8.04.2013

Cobblestones and Urban Resilience



They dug up my street the other day to repair a water pipe. In cobblestoned Galata, such work requires the removal of dozens of sizable stones, which must be set aside for post-job replacement. But while the work is ongoing, the yawning hole is jarring -- the work-a-day life of the city has little respect for enchanting street scenes.

And yet it does. Istanbul's Nobel-winning novelist Orhan Pamuk noticed this, in the book he wrote about his beloved hometown: "When they dug up a street, the cobblestones had to be pulled up one by one and this made the work drag on for ever -- particularly if they found a Byzantine corridor underneath. When the repairs were done, I loved watching the workmen replacing the cobblestones one by one -- with a bewitching rhythmic skill."

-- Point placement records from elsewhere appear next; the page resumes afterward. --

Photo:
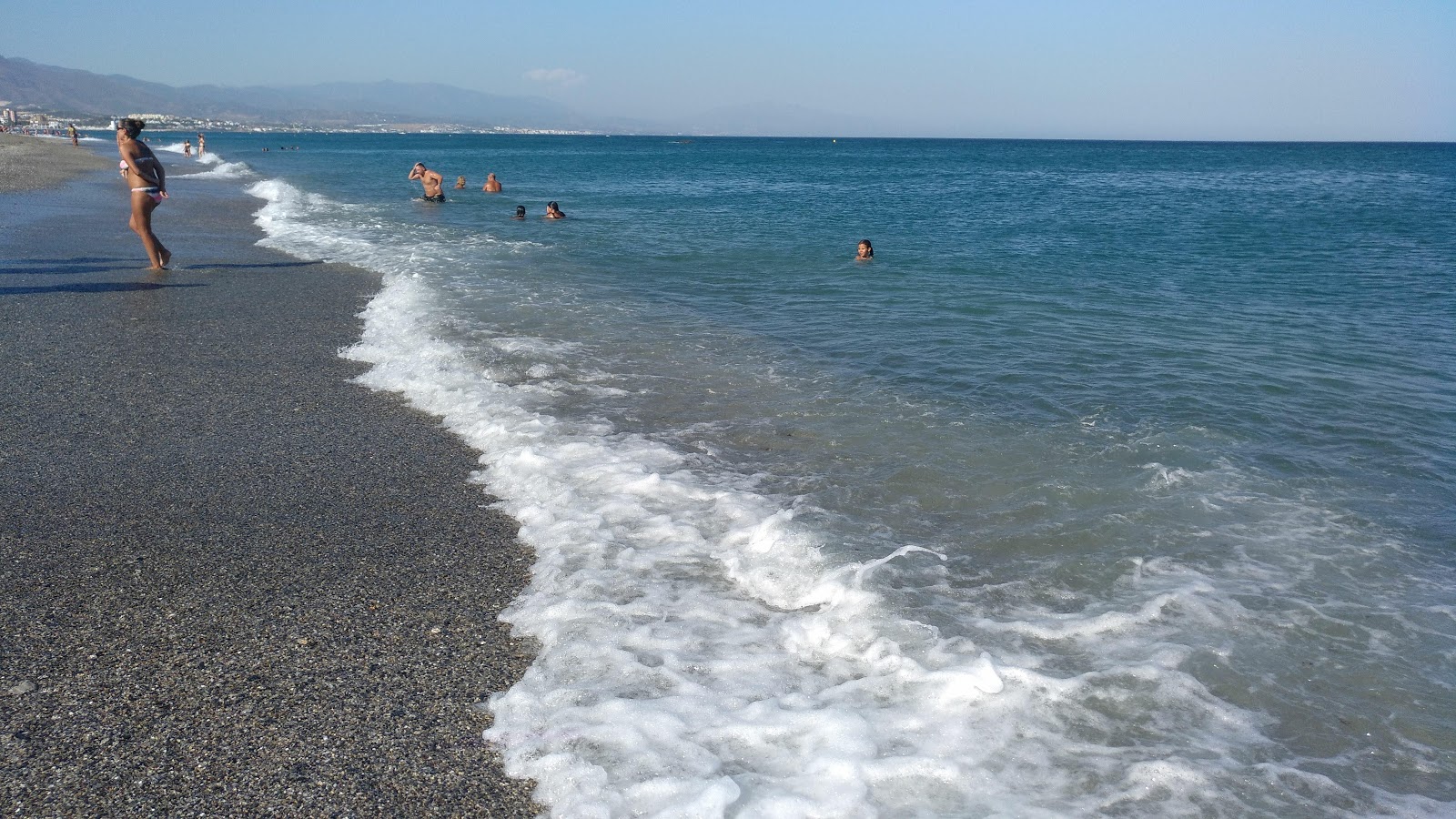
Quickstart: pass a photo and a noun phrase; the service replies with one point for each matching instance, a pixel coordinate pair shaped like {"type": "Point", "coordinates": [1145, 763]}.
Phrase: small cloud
{"type": "Point", "coordinates": [558, 76]}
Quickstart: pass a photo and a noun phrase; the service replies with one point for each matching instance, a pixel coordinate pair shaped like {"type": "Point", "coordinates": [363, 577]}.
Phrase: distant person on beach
{"type": "Point", "coordinates": [430, 181]}
{"type": "Point", "coordinates": [149, 187]}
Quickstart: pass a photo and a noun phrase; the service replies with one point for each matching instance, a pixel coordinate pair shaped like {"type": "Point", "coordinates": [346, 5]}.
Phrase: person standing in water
{"type": "Point", "coordinates": [149, 187]}
{"type": "Point", "coordinates": [430, 181]}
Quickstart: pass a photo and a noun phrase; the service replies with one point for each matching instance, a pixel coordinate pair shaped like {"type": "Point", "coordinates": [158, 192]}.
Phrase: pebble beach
{"type": "Point", "coordinates": [235, 583]}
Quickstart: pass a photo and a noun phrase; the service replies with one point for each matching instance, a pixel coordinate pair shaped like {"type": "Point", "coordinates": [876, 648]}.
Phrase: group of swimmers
{"type": "Point", "coordinates": [149, 186]}
{"type": "Point", "coordinates": [431, 181]}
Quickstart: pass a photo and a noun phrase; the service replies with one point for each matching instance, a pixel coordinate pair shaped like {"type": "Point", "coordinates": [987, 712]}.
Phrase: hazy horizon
{"type": "Point", "coordinates": [1127, 69]}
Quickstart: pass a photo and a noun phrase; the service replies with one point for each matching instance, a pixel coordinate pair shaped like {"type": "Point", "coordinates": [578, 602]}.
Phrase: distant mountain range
{"type": "Point", "coordinates": [82, 94]}
{"type": "Point", "coordinates": [73, 94]}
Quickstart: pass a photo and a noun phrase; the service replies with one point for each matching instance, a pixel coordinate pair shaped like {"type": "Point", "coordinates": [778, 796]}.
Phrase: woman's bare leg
{"type": "Point", "coordinates": [142, 207]}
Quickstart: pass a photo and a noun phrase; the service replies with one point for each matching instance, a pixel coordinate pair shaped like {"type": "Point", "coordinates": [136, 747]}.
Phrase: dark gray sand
{"type": "Point", "coordinates": [232, 583]}
{"type": "Point", "coordinates": [29, 164]}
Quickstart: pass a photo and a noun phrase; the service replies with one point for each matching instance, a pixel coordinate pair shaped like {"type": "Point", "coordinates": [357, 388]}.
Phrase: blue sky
{"type": "Point", "coordinates": [1111, 69]}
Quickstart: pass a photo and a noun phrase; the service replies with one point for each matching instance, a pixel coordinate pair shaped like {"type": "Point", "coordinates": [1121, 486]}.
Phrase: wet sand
{"type": "Point", "coordinates": [235, 583]}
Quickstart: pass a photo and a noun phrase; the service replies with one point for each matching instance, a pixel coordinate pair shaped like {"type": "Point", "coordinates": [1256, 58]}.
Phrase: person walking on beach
{"type": "Point", "coordinates": [149, 187]}
{"type": "Point", "coordinates": [430, 181]}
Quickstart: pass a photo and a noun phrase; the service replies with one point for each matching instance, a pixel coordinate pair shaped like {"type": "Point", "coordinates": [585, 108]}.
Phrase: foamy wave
{"type": "Point", "coordinates": [682, 622]}
{"type": "Point", "coordinates": [699, 656]}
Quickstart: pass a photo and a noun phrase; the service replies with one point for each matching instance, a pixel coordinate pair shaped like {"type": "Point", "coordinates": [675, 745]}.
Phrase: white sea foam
{"type": "Point", "coordinates": [703, 653]}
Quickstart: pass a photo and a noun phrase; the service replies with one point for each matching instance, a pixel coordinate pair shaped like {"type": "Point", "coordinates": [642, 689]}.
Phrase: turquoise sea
{"type": "Point", "coordinates": [1120, 482]}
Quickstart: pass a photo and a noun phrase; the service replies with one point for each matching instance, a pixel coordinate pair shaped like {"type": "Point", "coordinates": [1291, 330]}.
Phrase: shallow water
{"type": "Point", "coordinates": [1155, 433]}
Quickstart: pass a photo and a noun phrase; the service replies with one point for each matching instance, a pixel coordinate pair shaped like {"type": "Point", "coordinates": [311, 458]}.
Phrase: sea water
{"type": "Point", "coordinates": [1118, 482]}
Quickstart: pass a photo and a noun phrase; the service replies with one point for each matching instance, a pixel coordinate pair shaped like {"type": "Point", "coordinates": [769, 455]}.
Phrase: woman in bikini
{"type": "Point", "coordinates": [149, 187]}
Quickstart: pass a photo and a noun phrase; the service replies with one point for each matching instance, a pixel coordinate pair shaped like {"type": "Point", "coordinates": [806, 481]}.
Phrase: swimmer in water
{"type": "Point", "coordinates": [430, 181]}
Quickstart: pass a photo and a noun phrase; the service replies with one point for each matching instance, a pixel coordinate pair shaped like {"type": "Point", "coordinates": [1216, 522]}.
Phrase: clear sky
{"type": "Point", "coordinates": [1097, 69]}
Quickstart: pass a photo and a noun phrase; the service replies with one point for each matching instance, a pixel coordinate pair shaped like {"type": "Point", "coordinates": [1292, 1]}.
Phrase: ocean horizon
{"type": "Point", "coordinates": [1120, 481]}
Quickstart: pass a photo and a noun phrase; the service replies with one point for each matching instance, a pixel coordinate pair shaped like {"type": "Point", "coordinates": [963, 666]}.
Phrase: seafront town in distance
{"type": "Point", "coordinates": [41, 123]}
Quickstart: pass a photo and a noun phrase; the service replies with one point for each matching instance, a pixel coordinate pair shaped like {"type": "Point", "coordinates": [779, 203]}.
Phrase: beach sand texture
{"type": "Point", "coordinates": [235, 583]}
{"type": "Point", "coordinates": [31, 164]}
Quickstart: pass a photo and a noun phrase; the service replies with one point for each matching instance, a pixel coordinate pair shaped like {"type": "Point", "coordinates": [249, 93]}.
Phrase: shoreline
{"type": "Point", "coordinates": [238, 583]}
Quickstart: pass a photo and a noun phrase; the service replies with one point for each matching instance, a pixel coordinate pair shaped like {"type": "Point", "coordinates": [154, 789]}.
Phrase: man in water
{"type": "Point", "coordinates": [430, 181]}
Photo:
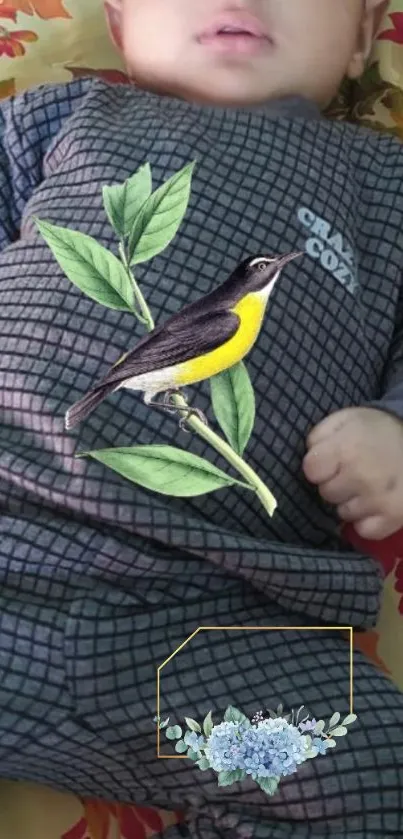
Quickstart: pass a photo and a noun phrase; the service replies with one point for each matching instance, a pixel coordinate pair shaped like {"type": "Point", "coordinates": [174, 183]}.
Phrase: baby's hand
{"type": "Point", "coordinates": [355, 457]}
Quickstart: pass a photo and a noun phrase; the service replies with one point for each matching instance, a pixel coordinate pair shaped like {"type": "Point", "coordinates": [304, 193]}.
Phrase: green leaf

I missed the bewitching rhythm of replacement, but the next day when I passed by the dug-up area I found the stones roughly back in place, though somewhat haphazardly -- too much space between stones here, one slightly askew there. A few days later, the morning after a hard rain, the stones had begun settling into place.

It's probably safe to assume that over the past half millennium or so each and every street in Galata has been similarly dug up. In a month or two, my street will look as if it hadn't been touched in centuries, the disturbance gone and forgotten, like the thousands that have come before.